Re: Non-ORM layers over JDBC
On 24-Mar-08, at 1:40 PM, Craig Ringer wrote:
David Clark wrote:
If you want JDBC access that is more closely integrated into the
language I would suggest using Groovy. It REALLY simplifies JDBC
access because of Groovy's dynamic typing, which is basically the
same thing as using variant data types in C++, at least
syntactically. Groovy's way of executing JDBC's statements is also
much easier to use. Groovy compiles to Java class files and the
JVM doesn't know the difference. The groovy runtime/library is
just a jar file that you stick on your classpath.
This app needs to be maintainable by others and rather future-proof,
so I'm a little leery of Groovy as something that's still a bit "out
there" in Java land. I suspect that the best option here is plain
old JDBC. Thankfully the app won't need too much SQL with highly
variable WHERE clauses etc, so it shouldn't be too bad.
I think groovy is going to have considerable staying power.

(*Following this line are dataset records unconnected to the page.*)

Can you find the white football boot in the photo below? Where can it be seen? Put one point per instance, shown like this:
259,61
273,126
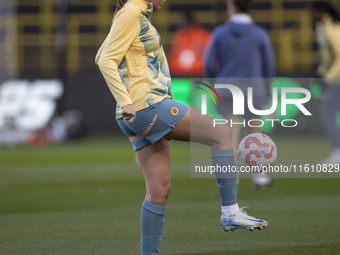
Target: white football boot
241,220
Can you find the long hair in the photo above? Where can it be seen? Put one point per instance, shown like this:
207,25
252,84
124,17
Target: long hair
326,7
119,5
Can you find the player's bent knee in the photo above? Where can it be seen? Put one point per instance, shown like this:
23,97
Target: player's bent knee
160,194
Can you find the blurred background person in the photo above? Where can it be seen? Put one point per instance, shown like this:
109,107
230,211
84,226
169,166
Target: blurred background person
241,49
327,28
186,53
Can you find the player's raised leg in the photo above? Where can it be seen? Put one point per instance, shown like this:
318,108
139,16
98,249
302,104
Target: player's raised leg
198,128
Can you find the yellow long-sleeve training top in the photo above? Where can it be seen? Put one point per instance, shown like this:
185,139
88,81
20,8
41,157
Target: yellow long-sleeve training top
132,59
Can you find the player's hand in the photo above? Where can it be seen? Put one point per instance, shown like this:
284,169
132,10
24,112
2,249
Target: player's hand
129,113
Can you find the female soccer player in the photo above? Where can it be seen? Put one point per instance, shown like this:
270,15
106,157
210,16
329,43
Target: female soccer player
135,68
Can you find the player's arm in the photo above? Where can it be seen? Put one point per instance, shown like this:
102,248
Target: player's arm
99,53
210,59
123,32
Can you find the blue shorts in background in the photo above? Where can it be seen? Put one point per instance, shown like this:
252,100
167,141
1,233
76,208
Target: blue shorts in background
153,123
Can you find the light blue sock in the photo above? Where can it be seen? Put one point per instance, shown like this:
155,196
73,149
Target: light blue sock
226,182
152,224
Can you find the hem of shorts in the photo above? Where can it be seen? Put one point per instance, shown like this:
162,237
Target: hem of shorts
164,133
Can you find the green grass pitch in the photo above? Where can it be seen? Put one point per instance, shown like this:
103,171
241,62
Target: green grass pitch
84,198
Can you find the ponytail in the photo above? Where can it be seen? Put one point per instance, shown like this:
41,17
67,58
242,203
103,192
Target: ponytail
119,5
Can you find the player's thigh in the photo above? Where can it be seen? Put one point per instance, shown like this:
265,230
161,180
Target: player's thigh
154,160
200,128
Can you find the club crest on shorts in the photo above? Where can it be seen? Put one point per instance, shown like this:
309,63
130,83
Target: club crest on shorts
174,110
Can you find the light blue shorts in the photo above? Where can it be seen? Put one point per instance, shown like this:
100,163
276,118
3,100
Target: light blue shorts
153,123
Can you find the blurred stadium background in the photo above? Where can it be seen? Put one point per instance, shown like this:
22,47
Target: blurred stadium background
76,197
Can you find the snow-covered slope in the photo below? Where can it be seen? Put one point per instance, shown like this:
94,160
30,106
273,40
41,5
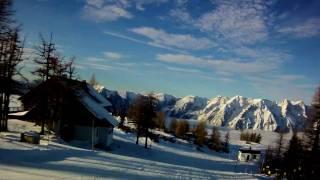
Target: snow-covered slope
246,113
236,112
188,107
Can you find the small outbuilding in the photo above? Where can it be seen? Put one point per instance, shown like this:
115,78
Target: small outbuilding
248,154
72,109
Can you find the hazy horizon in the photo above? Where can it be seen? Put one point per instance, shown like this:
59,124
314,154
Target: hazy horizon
258,49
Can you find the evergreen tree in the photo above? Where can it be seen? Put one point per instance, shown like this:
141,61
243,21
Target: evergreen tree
200,133
11,49
160,120
293,159
47,59
182,128
93,82
226,144
142,113
173,125
312,133
215,139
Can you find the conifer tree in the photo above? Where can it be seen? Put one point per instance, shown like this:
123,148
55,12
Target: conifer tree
142,113
226,144
11,49
182,128
215,139
200,133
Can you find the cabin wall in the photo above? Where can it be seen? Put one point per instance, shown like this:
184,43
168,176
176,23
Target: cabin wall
244,157
102,136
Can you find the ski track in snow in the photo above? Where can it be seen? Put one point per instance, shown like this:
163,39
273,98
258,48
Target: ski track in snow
125,160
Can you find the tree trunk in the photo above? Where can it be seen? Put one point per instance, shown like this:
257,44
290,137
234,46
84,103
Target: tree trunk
146,141
138,135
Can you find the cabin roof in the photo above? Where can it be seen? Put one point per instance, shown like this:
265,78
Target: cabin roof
94,102
250,151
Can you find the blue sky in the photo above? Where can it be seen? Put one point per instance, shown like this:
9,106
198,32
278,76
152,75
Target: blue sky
253,48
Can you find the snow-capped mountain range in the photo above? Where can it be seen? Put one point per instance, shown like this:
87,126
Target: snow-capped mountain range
234,112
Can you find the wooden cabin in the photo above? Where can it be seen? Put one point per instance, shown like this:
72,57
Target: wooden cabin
72,109
246,154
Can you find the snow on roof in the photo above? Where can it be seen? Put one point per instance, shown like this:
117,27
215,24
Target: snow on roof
103,101
19,113
98,110
251,151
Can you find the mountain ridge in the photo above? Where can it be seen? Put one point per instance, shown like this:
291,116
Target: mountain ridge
235,112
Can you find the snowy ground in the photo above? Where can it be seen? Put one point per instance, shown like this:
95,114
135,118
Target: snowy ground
58,160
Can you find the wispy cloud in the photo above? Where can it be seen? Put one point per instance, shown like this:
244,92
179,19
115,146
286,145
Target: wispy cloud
306,29
112,55
244,22
185,70
112,10
220,65
122,36
181,41
98,10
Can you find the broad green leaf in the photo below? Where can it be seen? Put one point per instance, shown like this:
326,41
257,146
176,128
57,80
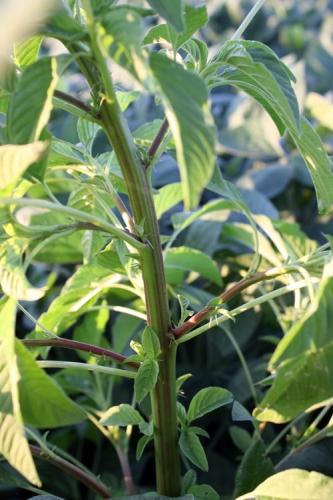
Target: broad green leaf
91,331
15,159
12,278
192,448
13,444
121,415
121,33
43,402
30,105
167,198
182,259
172,12
195,18
253,469
142,443
203,492
25,53
259,72
146,379
185,100
312,149
299,383
207,400
151,343
293,484
80,292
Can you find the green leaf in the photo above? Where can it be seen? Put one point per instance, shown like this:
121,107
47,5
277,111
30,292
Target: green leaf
300,382
260,73
167,198
192,448
142,443
185,100
121,415
254,468
25,53
43,402
203,492
121,33
30,105
172,12
146,379
207,400
13,444
195,18
182,259
293,484
12,278
151,343
14,160
318,163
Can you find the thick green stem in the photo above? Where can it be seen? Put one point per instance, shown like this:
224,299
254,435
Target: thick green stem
163,396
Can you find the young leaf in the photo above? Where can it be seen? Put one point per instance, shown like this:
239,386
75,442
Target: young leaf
207,400
172,12
192,448
185,101
121,415
151,343
254,468
13,444
43,402
15,159
146,379
181,259
195,18
293,484
30,105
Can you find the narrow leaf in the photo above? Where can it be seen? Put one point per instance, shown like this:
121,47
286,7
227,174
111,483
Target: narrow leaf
192,448
185,100
121,415
29,107
146,379
151,343
13,444
172,12
207,400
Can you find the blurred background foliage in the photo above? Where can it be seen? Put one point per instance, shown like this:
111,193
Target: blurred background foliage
273,180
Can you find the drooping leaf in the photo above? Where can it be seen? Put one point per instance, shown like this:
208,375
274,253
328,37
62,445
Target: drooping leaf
121,415
293,484
43,402
30,105
146,379
192,448
13,444
253,469
185,100
313,151
171,12
207,400
195,18
181,259
258,71
15,159
150,342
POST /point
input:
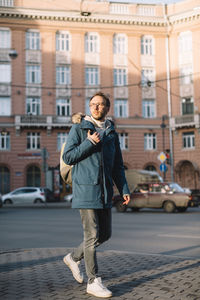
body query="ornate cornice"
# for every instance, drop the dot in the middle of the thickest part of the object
(68, 16)
(75, 16)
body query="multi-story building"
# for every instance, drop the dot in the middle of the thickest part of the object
(54, 55)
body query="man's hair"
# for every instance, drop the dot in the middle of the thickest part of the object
(106, 99)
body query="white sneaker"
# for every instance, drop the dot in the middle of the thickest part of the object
(74, 267)
(97, 289)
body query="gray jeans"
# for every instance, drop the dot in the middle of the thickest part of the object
(96, 229)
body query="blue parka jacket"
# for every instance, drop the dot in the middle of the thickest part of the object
(94, 166)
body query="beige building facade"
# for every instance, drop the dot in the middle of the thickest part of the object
(54, 55)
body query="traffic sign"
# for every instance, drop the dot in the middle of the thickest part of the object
(162, 157)
(163, 168)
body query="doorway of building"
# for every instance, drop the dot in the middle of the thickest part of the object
(187, 175)
(33, 176)
(4, 180)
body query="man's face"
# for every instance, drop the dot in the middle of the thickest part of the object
(98, 108)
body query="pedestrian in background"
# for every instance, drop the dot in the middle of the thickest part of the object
(94, 151)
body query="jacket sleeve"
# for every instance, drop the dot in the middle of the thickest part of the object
(76, 149)
(118, 173)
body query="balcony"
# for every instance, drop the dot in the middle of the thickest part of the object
(185, 121)
(41, 121)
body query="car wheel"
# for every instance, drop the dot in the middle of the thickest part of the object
(120, 207)
(38, 201)
(169, 206)
(181, 209)
(8, 201)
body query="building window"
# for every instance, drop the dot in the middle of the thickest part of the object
(147, 45)
(63, 75)
(63, 107)
(33, 74)
(8, 3)
(146, 10)
(148, 108)
(33, 140)
(91, 43)
(149, 141)
(120, 44)
(122, 9)
(148, 77)
(91, 76)
(61, 138)
(185, 42)
(33, 106)
(33, 176)
(5, 38)
(187, 106)
(150, 168)
(120, 77)
(62, 41)
(5, 106)
(188, 140)
(121, 108)
(4, 141)
(186, 75)
(32, 40)
(5, 73)
(123, 139)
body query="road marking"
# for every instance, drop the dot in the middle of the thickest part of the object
(180, 236)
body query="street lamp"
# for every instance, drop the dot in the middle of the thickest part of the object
(163, 126)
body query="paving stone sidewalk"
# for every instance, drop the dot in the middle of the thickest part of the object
(27, 274)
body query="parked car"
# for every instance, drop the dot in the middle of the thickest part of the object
(25, 195)
(169, 196)
(1, 201)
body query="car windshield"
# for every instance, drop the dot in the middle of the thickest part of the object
(175, 187)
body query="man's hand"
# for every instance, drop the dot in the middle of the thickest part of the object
(94, 137)
(126, 199)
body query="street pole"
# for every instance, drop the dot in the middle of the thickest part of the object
(163, 126)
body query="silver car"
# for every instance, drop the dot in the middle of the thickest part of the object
(25, 195)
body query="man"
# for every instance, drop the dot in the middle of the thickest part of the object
(93, 149)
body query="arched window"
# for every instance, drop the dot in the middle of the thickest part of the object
(4, 180)
(63, 41)
(33, 176)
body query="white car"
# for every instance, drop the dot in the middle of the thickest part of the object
(25, 195)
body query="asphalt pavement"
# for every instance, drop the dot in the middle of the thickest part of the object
(41, 274)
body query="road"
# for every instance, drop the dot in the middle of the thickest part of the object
(145, 232)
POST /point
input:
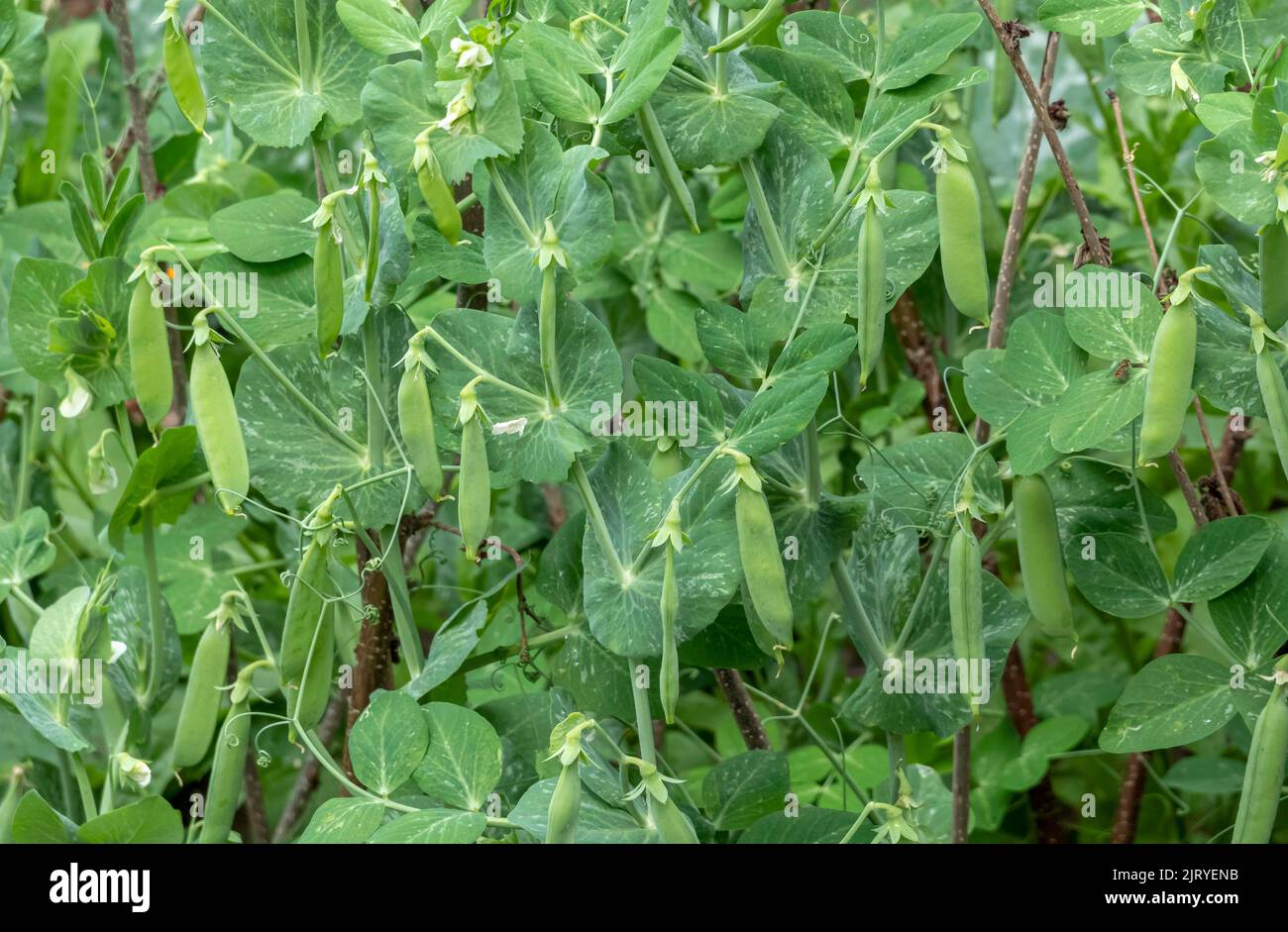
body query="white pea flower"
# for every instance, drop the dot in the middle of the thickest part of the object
(133, 769)
(78, 395)
(471, 54)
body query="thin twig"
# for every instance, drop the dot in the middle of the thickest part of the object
(1219, 473)
(1016, 224)
(1009, 34)
(120, 17)
(743, 712)
(1183, 479)
(1129, 161)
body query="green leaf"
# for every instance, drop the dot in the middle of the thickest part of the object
(432, 827)
(147, 821)
(918, 50)
(741, 789)
(252, 59)
(1076, 17)
(378, 26)
(1220, 557)
(1119, 574)
(266, 228)
(343, 821)
(25, 549)
(1176, 700)
(464, 760)
(387, 742)
(1252, 618)
(451, 645)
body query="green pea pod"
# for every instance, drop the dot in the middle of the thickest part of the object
(327, 288)
(763, 564)
(872, 260)
(1274, 395)
(304, 609)
(150, 355)
(201, 699)
(9, 804)
(439, 198)
(180, 75)
(565, 807)
(308, 700)
(673, 825)
(961, 240)
(1004, 76)
(1167, 381)
(475, 507)
(661, 153)
(1263, 777)
(220, 435)
(1041, 558)
(670, 674)
(226, 776)
(416, 422)
(966, 597)
(1274, 274)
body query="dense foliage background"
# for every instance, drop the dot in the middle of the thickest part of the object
(903, 275)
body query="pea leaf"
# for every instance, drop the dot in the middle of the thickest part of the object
(1119, 574)
(464, 760)
(387, 742)
(253, 60)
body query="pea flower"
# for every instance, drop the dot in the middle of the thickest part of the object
(132, 770)
(78, 395)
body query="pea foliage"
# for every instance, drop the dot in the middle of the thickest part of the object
(643, 420)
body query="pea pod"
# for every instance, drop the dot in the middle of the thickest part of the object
(1274, 395)
(872, 267)
(307, 700)
(673, 825)
(1167, 381)
(150, 353)
(763, 564)
(961, 240)
(416, 422)
(180, 71)
(304, 609)
(1263, 777)
(227, 773)
(9, 804)
(220, 435)
(1274, 273)
(475, 505)
(437, 192)
(1041, 558)
(669, 683)
(201, 700)
(1004, 76)
(966, 597)
(327, 287)
(565, 807)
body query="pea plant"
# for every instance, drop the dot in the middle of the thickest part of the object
(572, 421)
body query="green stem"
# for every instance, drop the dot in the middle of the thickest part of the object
(734, 39)
(82, 785)
(643, 718)
(156, 615)
(773, 241)
(596, 520)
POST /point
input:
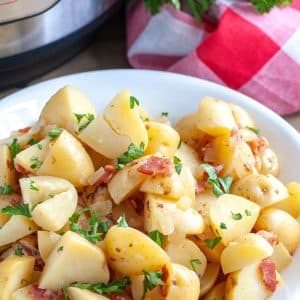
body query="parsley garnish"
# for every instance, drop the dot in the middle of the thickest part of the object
(54, 133)
(19, 251)
(157, 237)
(221, 185)
(212, 243)
(193, 262)
(115, 287)
(151, 281)
(5, 189)
(122, 222)
(177, 164)
(131, 154)
(133, 101)
(19, 210)
(14, 148)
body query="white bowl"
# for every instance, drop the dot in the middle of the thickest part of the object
(160, 92)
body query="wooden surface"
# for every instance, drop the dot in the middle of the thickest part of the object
(108, 51)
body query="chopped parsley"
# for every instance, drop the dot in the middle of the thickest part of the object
(54, 133)
(177, 164)
(151, 281)
(133, 101)
(157, 237)
(131, 154)
(5, 189)
(212, 243)
(19, 210)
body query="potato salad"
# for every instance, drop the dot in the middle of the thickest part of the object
(121, 205)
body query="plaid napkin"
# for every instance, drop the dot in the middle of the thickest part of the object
(258, 55)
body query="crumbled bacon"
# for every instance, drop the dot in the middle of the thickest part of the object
(156, 166)
(268, 272)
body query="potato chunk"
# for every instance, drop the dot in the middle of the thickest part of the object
(77, 261)
(68, 159)
(60, 110)
(129, 251)
(15, 272)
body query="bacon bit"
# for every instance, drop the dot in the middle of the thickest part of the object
(270, 237)
(24, 130)
(259, 145)
(156, 166)
(268, 271)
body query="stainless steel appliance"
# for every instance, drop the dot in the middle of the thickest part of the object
(38, 35)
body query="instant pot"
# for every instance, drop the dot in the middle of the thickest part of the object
(38, 35)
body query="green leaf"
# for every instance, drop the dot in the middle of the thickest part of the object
(19, 210)
(212, 243)
(5, 189)
(157, 237)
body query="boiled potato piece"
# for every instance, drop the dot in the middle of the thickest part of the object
(15, 272)
(246, 284)
(281, 257)
(129, 251)
(60, 110)
(68, 159)
(245, 251)
(103, 139)
(47, 241)
(209, 278)
(282, 224)
(32, 157)
(163, 139)
(166, 217)
(232, 217)
(54, 213)
(217, 293)
(188, 254)
(215, 117)
(265, 190)
(7, 173)
(80, 294)
(16, 228)
(291, 204)
(132, 125)
(77, 261)
(126, 181)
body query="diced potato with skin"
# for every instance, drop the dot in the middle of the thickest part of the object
(62, 107)
(291, 204)
(282, 224)
(28, 158)
(163, 139)
(183, 252)
(215, 117)
(15, 272)
(209, 278)
(130, 251)
(47, 241)
(131, 126)
(80, 294)
(166, 217)
(281, 257)
(68, 159)
(16, 228)
(247, 284)
(126, 181)
(245, 251)
(265, 190)
(217, 293)
(77, 261)
(222, 219)
(7, 173)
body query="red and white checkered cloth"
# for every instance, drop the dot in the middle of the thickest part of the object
(258, 55)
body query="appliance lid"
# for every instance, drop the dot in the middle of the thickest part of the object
(13, 10)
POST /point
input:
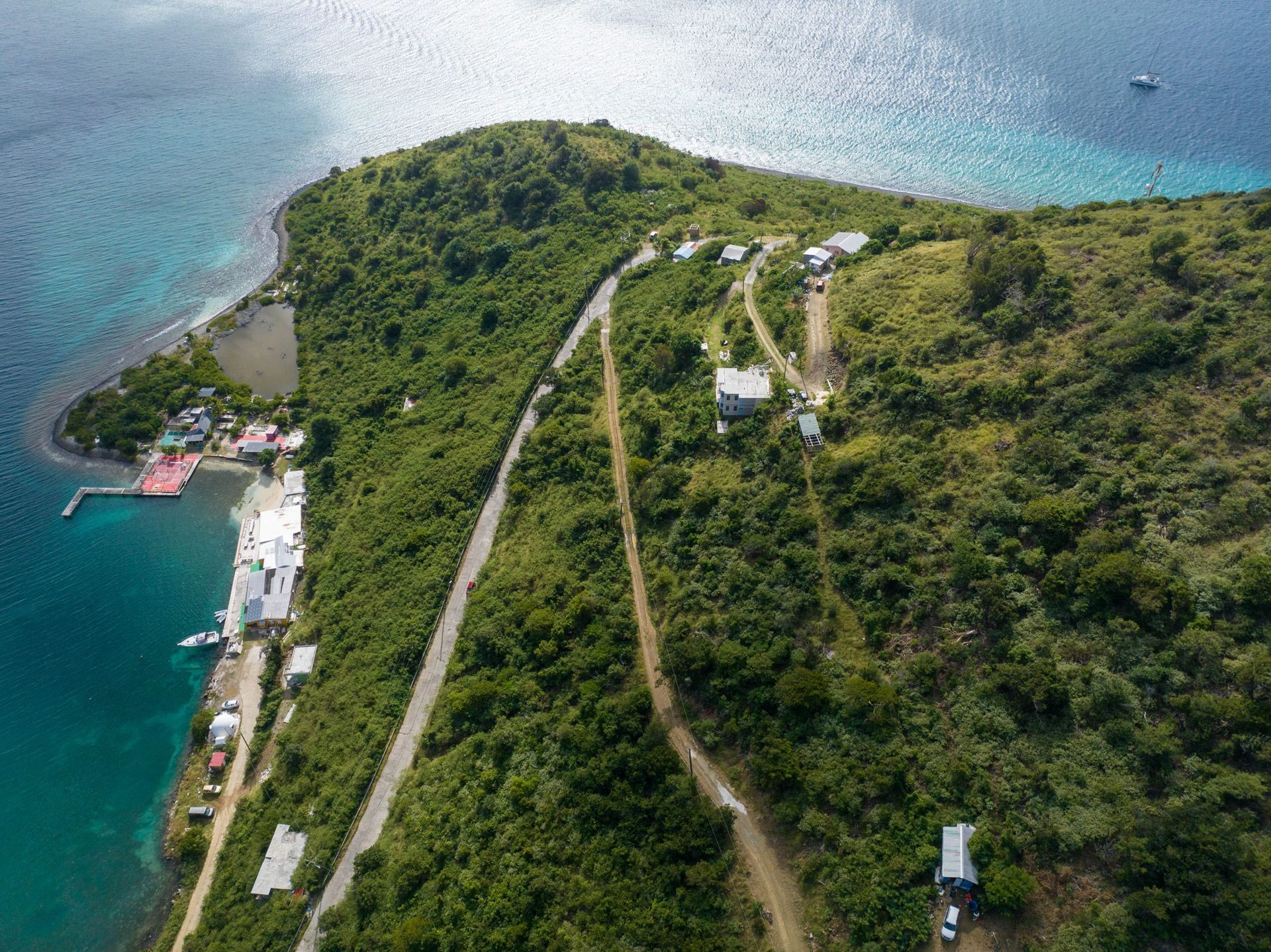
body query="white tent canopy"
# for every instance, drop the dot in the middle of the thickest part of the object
(222, 728)
(956, 855)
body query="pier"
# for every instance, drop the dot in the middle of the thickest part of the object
(162, 476)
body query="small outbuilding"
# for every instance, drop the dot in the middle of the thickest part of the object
(956, 866)
(302, 665)
(845, 243)
(818, 258)
(811, 432)
(281, 859)
(222, 728)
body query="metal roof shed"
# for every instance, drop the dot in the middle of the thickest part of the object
(811, 431)
(281, 859)
(956, 863)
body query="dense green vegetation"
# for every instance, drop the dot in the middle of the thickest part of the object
(1045, 500)
(1025, 587)
(548, 811)
(447, 275)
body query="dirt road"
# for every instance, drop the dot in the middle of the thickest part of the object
(816, 360)
(250, 697)
(424, 696)
(771, 882)
(765, 338)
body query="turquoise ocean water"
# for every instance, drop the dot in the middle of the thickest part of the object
(144, 144)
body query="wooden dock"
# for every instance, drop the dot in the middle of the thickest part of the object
(135, 490)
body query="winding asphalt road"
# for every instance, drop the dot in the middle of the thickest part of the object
(429, 682)
(771, 881)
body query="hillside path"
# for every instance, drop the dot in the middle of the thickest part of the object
(765, 338)
(769, 881)
(232, 790)
(424, 696)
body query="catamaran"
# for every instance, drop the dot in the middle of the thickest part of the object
(1149, 79)
(199, 641)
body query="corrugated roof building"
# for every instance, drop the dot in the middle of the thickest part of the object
(281, 859)
(740, 392)
(845, 242)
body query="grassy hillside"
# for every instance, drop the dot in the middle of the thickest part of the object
(1026, 587)
(447, 275)
(548, 811)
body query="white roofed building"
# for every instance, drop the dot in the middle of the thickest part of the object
(845, 243)
(222, 728)
(302, 665)
(818, 258)
(956, 863)
(740, 392)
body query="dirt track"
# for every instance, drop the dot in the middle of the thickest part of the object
(816, 361)
(765, 338)
(771, 882)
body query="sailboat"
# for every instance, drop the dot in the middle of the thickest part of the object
(1149, 79)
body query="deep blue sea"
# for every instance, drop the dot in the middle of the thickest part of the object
(143, 146)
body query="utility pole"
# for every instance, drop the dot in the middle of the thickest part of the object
(1152, 186)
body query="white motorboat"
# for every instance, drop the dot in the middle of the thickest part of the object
(201, 640)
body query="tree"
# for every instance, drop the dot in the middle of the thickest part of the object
(199, 725)
(1166, 242)
(1254, 587)
(631, 175)
(804, 690)
(1008, 888)
(454, 370)
(322, 434)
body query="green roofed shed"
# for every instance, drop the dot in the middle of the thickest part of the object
(811, 431)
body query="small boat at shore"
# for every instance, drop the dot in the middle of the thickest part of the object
(199, 641)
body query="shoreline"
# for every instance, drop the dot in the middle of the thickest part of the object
(167, 344)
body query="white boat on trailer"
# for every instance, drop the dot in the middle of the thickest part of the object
(201, 640)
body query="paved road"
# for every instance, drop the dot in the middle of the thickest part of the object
(771, 882)
(429, 684)
(761, 328)
(250, 696)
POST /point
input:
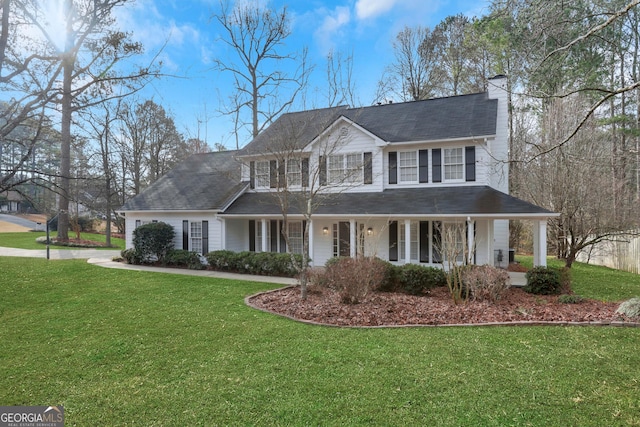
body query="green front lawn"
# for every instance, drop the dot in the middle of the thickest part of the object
(27, 240)
(119, 347)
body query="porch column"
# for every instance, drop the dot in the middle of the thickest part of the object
(540, 243)
(470, 240)
(310, 226)
(407, 241)
(264, 235)
(352, 238)
(223, 234)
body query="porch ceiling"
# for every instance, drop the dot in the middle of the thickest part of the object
(460, 201)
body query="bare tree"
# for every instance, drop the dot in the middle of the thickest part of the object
(575, 180)
(256, 35)
(340, 82)
(414, 74)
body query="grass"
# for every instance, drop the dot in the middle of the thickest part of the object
(601, 283)
(27, 240)
(119, 347)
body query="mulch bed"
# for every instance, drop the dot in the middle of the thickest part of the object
(437, 308)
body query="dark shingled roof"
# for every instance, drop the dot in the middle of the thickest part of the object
(202, 182)
(434, 201)
(432, 119)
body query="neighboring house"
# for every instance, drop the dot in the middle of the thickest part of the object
(393, 178)
(11, 201)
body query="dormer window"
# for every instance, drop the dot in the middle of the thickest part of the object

I've just spent some time looking over the website for iBatis,
though, and I'd be interested in hearing if anybody has any
experience with / comments about it. It looks closer to what I'm
after than hibernate and friends do.
http://ibatis.apache.org/overview.html
ORM for me works really well in OLTP situations. If I am doing
pure OLTP I rarely need to go outside of my ORM access layer, which
is Hibernate. Hibernate's query language (HQL) has lots of
features to make writing SQL queries easier and lots of features to
minimize performance problems.
Yep, it seems pretty attractive for that sort of role - but not much
use for a 2 tier database app.
I'm trying to keep middleware application servers etc out of the
picture to reduce the number of required components - simplify
maintainance and administration, reduce dependencies, etc.
If I wasn't taking that approach I'd probably just build it in C++
with Qt .
If you have lots of screens where users are basically building up
sql queries, using forms, then Hibernate's query by criteria makes
this easy because you are not longer manually building up SQL (or
HQL) queries by hand (which is really error prone). All of my
complicated search screens use this feature of Hibernate.
Yep, I truly detest the "Hmm, do I need an AND here" comma-and-
keyword juggling sort of low level syntax fiddling that's required
for building up SQL queries programatically. The query languages
offered by things like Hibernate look nice for that, but Hibernate
its self seems to be designed for use with middleware servers to the
detriment of most other things. I haven't found much good said about
its use in "direct" database apps, though it's clearly great for use
in an appserver.
I've also found it more difficult than I thought to plug Hibernate
queries directly into Swing for use as a data model, providing
efficient database fetching etc. Then again, my Java is rather
limited as is my Swing experience, so I might just be doing it wrong.